Bombardier wins multi-billion dollar order from US tycoon Buffett's firm

Despite the global financial crisis, there are the lucky few who still have the money to spend on travelling the world in style.

Bombardier planes part-made in Northern Ireland will soon be flying big names from business, sport and entertainment to their destinations.

Bombardier's historic billion pound deal with NetJets is the most exciting development in a love affair which began last year when the US firm ordered 50 Global business jets.

Now that deal has been topped with huge benefits for Northern Ireland.

Bombardier's Airport Road premises are where the centre fuselage and engine nacelles for Challenger aircraft are designed and manufactured. Bombardier is to supply at least 100 Challenger craft to NetJets in a deal worth $2bn (£1.3bn), but that total could rise to $7bn (£4.5bn) if options for a further 175 aircraft are taken up.

It won out over other global competitors including Gulfstream Aerospace, Brazil's Embraer, France's Dassault Aviation and Cessna Aircraft Co. in the hard-fought sales campaign.

The 15-year aftermarket clause alone, involving a maintenance and parts service, is valued at $820m (£525m) and could climb to $2.3bn (£1.47bn) if all 275 planes are eventually sold.

The news will bring cheer to staff at the company's east Belfast premises.

More than 400 of them work on the Challenger series from a total of around 5,000 staff and 250 contract employees.

The race is now on to deliver 75 of the 300 Series planes and 25 of the 605 craft, with delivery scheduled to begin in 2015.

David Raymond, deputy chairman of the council of Northern Ireland industry body the Aerospace, Defence and Security (ADS) group, has worked for a number of firms in the sector and is chairman at BASE Aerospace. He has said that the potential for growth in the aerospace industry is very real and imminent and that Bombardier's latest deal will have knock-on effects for others in the sector.

"While the negotiations obviously took place on a global scale, Michael Ryan and his team at Bombardier have to be congratulated for their role. This deal will be a huge boost to Northern Ireland and is something that Belfast will definitely benefit from.

"The challenge for Northern Ireland has been for it to lift and build and strengthen its supply chain.

"This new deal will give an opportunity for local smaller firms to really step up, improve their offering, show the world what we can do and prove that the aviation and aerospace industries in Northern Ireland can work together and deliver the goods."

Mr Raymond said the deal will have been hard-won.

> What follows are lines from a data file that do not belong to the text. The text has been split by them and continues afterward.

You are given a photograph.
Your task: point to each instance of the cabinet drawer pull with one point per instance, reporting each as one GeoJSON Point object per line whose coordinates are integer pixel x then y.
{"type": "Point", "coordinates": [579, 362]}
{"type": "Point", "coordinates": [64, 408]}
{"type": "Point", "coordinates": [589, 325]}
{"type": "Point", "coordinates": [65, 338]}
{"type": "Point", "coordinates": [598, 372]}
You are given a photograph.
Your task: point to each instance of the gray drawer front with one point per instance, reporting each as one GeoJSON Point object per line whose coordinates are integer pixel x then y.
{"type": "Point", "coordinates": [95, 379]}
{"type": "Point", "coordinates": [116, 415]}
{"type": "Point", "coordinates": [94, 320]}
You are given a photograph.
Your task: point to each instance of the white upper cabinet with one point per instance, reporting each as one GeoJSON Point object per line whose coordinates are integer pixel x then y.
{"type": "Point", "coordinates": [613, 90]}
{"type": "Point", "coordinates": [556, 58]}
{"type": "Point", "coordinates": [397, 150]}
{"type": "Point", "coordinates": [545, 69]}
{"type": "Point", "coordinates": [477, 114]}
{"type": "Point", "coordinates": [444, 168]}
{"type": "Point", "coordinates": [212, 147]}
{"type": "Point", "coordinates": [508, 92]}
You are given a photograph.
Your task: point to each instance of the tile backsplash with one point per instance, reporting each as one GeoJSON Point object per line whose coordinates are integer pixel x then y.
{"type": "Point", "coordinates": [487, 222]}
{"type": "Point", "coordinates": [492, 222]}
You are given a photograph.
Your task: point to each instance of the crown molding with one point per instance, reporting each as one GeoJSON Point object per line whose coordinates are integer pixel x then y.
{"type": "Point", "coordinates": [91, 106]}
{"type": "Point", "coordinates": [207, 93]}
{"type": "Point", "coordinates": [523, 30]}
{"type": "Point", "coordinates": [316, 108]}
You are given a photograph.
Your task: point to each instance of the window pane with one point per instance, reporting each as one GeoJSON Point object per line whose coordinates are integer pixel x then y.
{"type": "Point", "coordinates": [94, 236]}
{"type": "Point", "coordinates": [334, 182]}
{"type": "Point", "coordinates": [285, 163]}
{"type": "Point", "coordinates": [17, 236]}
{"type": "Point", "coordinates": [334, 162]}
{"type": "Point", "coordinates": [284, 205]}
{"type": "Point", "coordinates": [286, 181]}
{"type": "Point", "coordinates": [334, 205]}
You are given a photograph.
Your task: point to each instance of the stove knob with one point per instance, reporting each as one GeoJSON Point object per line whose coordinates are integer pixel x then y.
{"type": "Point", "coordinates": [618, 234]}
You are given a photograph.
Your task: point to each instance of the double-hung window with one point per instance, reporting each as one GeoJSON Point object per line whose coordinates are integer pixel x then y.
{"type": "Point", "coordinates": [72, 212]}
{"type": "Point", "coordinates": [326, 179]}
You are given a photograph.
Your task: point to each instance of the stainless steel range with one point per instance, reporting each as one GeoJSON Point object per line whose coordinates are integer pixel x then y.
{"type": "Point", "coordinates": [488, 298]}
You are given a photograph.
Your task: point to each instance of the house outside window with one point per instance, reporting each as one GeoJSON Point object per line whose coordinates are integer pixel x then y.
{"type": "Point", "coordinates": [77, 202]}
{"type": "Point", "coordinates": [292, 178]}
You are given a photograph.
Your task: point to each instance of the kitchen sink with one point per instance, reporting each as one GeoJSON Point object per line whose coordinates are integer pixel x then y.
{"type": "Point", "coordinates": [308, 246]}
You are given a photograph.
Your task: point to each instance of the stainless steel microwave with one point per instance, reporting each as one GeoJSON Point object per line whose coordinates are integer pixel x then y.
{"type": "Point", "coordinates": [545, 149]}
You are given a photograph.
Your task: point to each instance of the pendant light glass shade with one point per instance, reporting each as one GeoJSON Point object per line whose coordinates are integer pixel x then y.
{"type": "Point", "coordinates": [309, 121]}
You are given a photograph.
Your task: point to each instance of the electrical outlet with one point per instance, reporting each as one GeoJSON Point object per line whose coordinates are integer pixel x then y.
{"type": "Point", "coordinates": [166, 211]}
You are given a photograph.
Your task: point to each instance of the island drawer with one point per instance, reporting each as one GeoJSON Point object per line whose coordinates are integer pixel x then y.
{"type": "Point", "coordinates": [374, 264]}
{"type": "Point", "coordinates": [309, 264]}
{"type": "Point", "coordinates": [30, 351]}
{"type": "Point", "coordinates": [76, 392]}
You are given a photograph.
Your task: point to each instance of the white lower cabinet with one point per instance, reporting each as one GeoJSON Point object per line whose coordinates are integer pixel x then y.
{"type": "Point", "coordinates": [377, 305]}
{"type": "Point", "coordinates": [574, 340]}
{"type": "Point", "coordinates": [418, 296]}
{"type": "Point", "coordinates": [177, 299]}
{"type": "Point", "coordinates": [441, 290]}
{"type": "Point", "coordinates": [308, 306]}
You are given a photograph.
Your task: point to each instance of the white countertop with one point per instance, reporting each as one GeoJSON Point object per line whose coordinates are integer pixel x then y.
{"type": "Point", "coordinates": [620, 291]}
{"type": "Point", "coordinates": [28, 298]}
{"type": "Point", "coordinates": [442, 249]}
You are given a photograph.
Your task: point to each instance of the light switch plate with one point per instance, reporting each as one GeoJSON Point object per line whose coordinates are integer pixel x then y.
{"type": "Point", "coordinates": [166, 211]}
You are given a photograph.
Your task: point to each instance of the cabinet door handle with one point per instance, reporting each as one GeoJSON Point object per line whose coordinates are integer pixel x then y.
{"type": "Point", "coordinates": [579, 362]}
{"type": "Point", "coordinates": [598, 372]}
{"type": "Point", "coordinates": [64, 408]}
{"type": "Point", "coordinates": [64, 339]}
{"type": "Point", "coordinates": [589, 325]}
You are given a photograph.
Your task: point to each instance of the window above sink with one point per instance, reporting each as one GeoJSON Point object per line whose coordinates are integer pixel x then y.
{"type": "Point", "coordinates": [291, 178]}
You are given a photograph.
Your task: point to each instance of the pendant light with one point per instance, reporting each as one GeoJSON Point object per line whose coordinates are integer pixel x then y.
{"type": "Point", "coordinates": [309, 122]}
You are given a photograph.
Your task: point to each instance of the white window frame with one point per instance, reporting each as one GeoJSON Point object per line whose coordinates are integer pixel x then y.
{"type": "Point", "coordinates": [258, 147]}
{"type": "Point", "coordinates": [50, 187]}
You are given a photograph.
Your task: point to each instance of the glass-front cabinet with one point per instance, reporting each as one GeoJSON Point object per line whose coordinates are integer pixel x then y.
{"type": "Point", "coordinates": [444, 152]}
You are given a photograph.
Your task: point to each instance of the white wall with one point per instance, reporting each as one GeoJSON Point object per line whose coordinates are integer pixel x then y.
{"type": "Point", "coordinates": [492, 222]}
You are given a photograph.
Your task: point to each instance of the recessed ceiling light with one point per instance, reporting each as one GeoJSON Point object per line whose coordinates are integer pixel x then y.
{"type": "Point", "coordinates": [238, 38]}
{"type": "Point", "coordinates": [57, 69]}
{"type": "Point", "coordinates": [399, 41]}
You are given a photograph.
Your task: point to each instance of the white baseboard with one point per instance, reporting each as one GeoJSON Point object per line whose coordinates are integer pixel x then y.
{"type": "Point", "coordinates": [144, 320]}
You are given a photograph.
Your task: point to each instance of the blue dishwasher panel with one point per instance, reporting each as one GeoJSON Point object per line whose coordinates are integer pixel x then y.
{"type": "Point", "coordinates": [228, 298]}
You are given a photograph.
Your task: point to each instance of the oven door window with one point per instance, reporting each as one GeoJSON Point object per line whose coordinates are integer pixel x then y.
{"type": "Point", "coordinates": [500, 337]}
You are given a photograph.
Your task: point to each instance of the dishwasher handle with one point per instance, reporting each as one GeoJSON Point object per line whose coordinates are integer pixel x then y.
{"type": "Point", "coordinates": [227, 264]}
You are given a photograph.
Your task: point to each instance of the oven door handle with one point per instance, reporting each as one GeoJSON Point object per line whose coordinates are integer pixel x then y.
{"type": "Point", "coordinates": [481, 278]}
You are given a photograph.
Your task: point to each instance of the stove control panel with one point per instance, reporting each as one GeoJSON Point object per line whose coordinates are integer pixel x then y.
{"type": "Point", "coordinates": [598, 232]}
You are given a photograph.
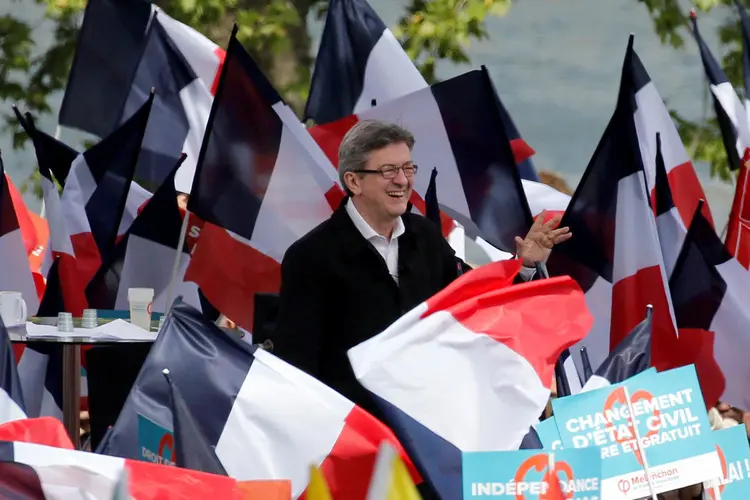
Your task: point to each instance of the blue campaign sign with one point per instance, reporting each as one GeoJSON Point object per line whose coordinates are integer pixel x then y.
{"type": "Point", "coordinates": [671, 422]}
{"type": "Point", "coordinates": [525, 474]}
{"type": "Point", "coordinates": [155, 442]}
{"type": "Point", "coordinates": [548, 434]}
{"type": "Point", "coordinates": [734, 455]}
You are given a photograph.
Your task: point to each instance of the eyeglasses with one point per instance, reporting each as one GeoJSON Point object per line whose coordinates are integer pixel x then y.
{"type": "Point", "coordinates": [391, 171]}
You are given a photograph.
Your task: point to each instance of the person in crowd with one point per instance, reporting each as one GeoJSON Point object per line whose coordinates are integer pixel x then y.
{"type": "Point", "coordinates": [372, 261]}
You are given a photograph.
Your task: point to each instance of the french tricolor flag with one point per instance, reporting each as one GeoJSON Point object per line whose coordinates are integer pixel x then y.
{"type": "Point", "coordinates": [738, 228]}
{"type": "Point", "coordinates": [145, 256]}
{"type": "Point", "coordinates": [265, 418]}
{"type": "Point", "coordinates": [730, 112]}
{"type": "Point", "coordinates": [669, 224]}
{"type": "Point", "coordinates": [354, 68]}
{"type": "Point", "coordinates": [12, 405]}
{"type": "Point", "coordinates": [261, 183]}
{"type": "Point", "coordinates": [709, 292]}
{"type": "Point", "coordinates": [471, 368]}
{"type": "Point", "coordinates": [65, 473]}
{"type": "Point", "coordinates": [651, 115]}
{"type": "Point", "coordinates": [123, 50]}
{"type": "Point", "coordinates": [615, 254]}
{"type": "Point", "coordinates": [60, 249]}
{"type": "Point", "coordinates": [97, 189]}
{"type": "Point", "coordinates": [16, 274]}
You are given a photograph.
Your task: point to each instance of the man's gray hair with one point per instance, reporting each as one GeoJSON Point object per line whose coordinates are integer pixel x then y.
{"type": "Point", "coordinates": [365, 137]}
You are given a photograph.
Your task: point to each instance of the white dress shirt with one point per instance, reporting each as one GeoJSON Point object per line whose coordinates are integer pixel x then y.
{"type": "Point", "coordinates": [388, 249]}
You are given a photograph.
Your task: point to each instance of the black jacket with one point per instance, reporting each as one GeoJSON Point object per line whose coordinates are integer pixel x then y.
{"type": "Point", "coordinates": [336, 292]}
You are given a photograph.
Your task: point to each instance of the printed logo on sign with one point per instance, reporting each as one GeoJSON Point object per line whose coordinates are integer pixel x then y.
{"type": "Point", "coordinates": [526, 475]}
{"type": "Point", "coordinates": [624, 434]}
{"type": "Point", "coordinates": [155, 442]}
{"type": "Point", "coordinates": [540, 463]}
{"type": "Point", "coordinates": [623, 485]}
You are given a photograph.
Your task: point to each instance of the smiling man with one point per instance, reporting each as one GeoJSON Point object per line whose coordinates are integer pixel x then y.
{"type": "Point", "coordinates": [372, 261]}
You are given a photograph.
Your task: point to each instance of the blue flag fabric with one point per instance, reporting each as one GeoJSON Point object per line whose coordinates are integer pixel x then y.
{"type": "Point", "coordinates": [192, 450]}
{"type": "Point", "coordinates": [631, 356]}
{"type": "Point", "coordinates": [10, 385]}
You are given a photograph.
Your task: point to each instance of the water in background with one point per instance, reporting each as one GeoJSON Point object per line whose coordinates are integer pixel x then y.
{"type": "Point", "coordinates": [556, 64]}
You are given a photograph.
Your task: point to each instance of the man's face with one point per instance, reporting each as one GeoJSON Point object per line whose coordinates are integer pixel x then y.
{"type": "Point", "coordinates": [386, 197]}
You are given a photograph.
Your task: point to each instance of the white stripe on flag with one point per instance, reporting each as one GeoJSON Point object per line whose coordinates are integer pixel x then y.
{"type": "Point", "coordinates": [282, 421]}
{"type": "Point", "coordinates": [387, 58]}
{"type": "Point", "coordinates": [149, 265]}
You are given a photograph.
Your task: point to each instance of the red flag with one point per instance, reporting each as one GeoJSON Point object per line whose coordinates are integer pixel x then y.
{"type": "Point", "coordinates": [738, 228]}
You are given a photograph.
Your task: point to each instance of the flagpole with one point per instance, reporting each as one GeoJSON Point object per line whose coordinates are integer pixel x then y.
{"type": "Point", "coordinates": [178, 251]}
{"type": "Point", "coordinates": [176, 265]}
{"type": "Point", "coordinates": [639, 445]}
{"type": "Point", "coordinates": [43, 209]}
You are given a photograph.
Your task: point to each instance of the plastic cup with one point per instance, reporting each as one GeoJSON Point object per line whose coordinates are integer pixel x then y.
{"type": "Point", "coordinates": [140, 300]}
{"type": "Point", "coordinates": [65, 322]}
{"type": "Point", "coordinates": [89, 319]}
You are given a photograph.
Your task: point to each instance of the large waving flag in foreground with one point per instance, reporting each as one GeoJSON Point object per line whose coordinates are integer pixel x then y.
{"type": "Point", "coordinates": [238, 396]}
{"type": "Point", "coordinates": [16, 274]}
{"type": "Point", "coordinates": [65, 473]}
{"type": "Point", "coordinates": [709, 292]}
{"type": "Point", "coordinates": [615, 255]}
{"type": "Point", "coordinates": [479, 333]}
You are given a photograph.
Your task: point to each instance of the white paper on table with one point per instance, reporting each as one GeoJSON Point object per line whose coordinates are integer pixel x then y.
{"type": "Point", "coordinates": [115, 330]}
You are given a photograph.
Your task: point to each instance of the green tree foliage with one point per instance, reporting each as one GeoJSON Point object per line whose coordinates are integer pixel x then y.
{"type": "Point", "coordinates": [671, 22]}
{"type": "Point", "coordinates": [274, 31]}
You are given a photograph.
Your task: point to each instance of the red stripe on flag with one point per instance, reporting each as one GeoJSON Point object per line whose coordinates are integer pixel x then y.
{"type": "Point", "coordinates": [230, 273]}
{"type": "Point", "coordinates": [34, 229]}
{"type": "Point", "coordinates": [164, 482]}
{"type": "Point", "coordinates": [47, 431]}
{"type": "Point", "coordinates": [630, 296]}
{"type": "Point", "coordinates": [687, 192]}
{"type": "Point", "coordinates": [483, 302]}
{"type": "Point", "coordinates": [330, 135]}
{"type": "Point", "coordinates": [348, 467]}
{"type": "Point", "coordinates": [738, 227]}
{"type": "Point", "coordinates": [221, 54]}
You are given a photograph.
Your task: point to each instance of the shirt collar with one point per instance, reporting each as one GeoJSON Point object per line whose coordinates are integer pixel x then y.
{"type": "Point", "coordinates": [367, 231]}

"While the aerospace industry is growing at a tremendous rate, as airlines seek to upgrade and replace their stock, there are still financial difficulties everywhere and this will not have been a deal that was easily won.

"There will have been a lot of hard work going on behind the scenes."

Jordan Hansell, NetJets chairman and chief executive said that dealing with Bombardier was easy, because its experience in the industry means that the company understands customer needs.

However, the company would not be drawn on what sort of deal was struck.

But NetJets is not expected to have received the large discounts which are common for commercial aircraft.factfile

U2's Bono is such a keen customer of NetJets that his band performed a private show for 1,000 company clients in Denver last year. Owner Warren Buffett and golfing superstar Tiger Woods are also fans of the firm. Other celebrities who have owned stakes in NetJets aircraft include Andre Agassi, Pete Sampras and Arnold Schwarzenegger, among others. Some of the most successful private and public companies in the world such as General Electric, Gillette, and Sun Microsystems are also NetJets owners. While several business jet charter firms have gone into administration, NetJets is thriving with Buffett's backing.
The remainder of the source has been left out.